Roh Kudus sebagai penggerak yang pertama selalu memberikan yang terbaik dan benar kepada manusia lewat hati nurani. Hanya yang menjadi kendala, bahwa manusia banyak keterbatasannya dan kekurangannya sehingga tidak mampu hidup dan bertindak sesuai bisikan hati nurani yang baik dan benar.[2] Bisikan Roh Kudus yang menggerakkan hati manusia menjadi bentuk kesalehan dan keterbukaan diri untuk bertindak jujur dan polos seperti anak kecil.Â
Dasar dari pernyataan tersebut adalah bahwa Yesus menjadi pusat sejarah kehidupan manusia karena Kristus merupakan satu-satunya pelaksana rencana cinta kasih Allah untuk semua umat manusia. Rasul Paulus dalam suratnya kepada umat di Roma, menyatakan bahwa; Kristus mati untuk menyatakan kasih Allah kepada kita (bdk. Roma 5:8). Wafat dan kebangkitan Yesus Kristus menampakkan kesatuan Allah dan manusia. Kesatuan itu terungkap dalam GerejaNya melalui sakramen baptisan yang menjadikan semua anggota Gereja saudara dan saudari Kristus.[3]
Gerakan Hati Nurani
Yesus Kristus sebagai guru dan model hati nurani yang paling baik dan benar. Tatkala Dia menjadi hakim bagi perempuan yang kedapatan berbuat jinah, Yesus ditanya oleh para pemuka Agama Yahudi berdasarkan hukum taurat dan tradisi Yahudi, seseorang yang berkedapatan melakukan jinah akan dihukum.Â
Cinta kasih yang diperankan Yesus menjadi norma moral bagi umat kristiani untuk bertindak dengan bijaksana. Keberadaan Yesus sebagai norma moral seharusnya sudah menjadi contoh dan teladan dalam bertindak berdasarkan gerakan Roh Kudus dalam hati manusia.[4] Berkat gerakan Roh Kudus itu manusia meninggalkan manusia lama dan memasuki hidup baru dengan nilai-nilai dan norma-norma yang mengarahkan manusia kepada tujuan akhir hidupnya yaitu pemenuhan kehidupan dalam Allah.[5]
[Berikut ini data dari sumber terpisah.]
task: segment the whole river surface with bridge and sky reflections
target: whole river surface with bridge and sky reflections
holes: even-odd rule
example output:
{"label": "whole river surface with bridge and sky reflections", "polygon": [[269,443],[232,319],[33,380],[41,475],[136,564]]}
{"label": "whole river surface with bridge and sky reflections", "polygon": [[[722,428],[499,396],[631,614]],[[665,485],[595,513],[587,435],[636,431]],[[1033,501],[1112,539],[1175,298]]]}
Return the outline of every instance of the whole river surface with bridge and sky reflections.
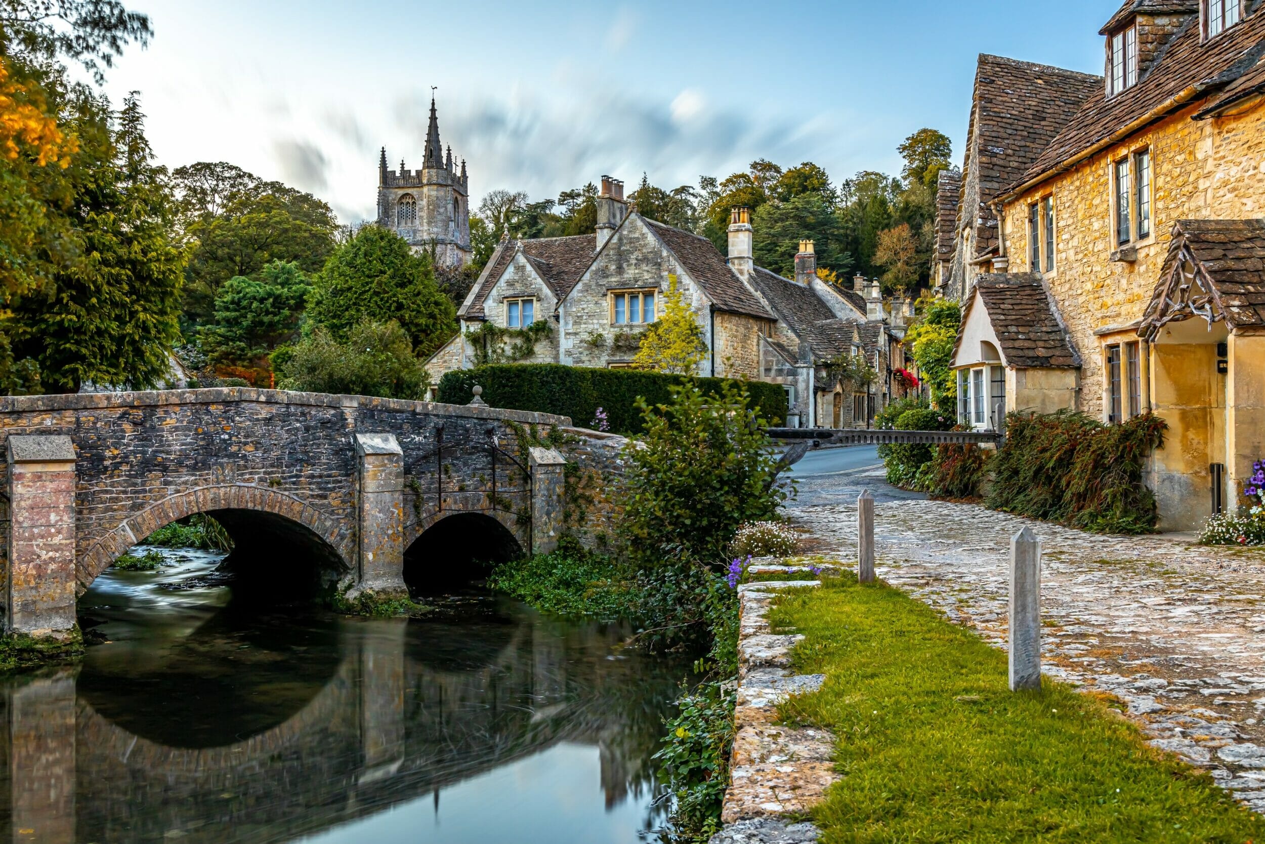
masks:
{"label": "whole river surface with bridge and sky reflections", "polygon": [[[0,681],[8,840],[638,841],[688,666],[472,593],[425,620],[261,611],[186,555],[81,601],[110,639]],[[190,582],[192,587],[190,588]]]}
Tindakan Manusia Berdasarkan Hati Nurani
Manusia dipanggil untuk hidup saleh dan mengikuti Kristus sebagai model yang mengandaikan bahwa manusia percaya dan beriman. Hukum kasih menjadi identitas bagi orang yang percaya. Dalam Veritatis Splendor No. 22 dikatakan "meneladani dan menghayati sepenuhnya kasih Kristus tidak mungkin bagi manusia kalau hanya bersandar pada kekuatanya sendiri. Manusia menjadi mampu memiliki kasih karena berkat karunia yang diterimanya". Oleh karena karunia itulah ungkapan iman tanpa perbuatan adalah mati dan perbuatan tanpa iman adalah sia-sia.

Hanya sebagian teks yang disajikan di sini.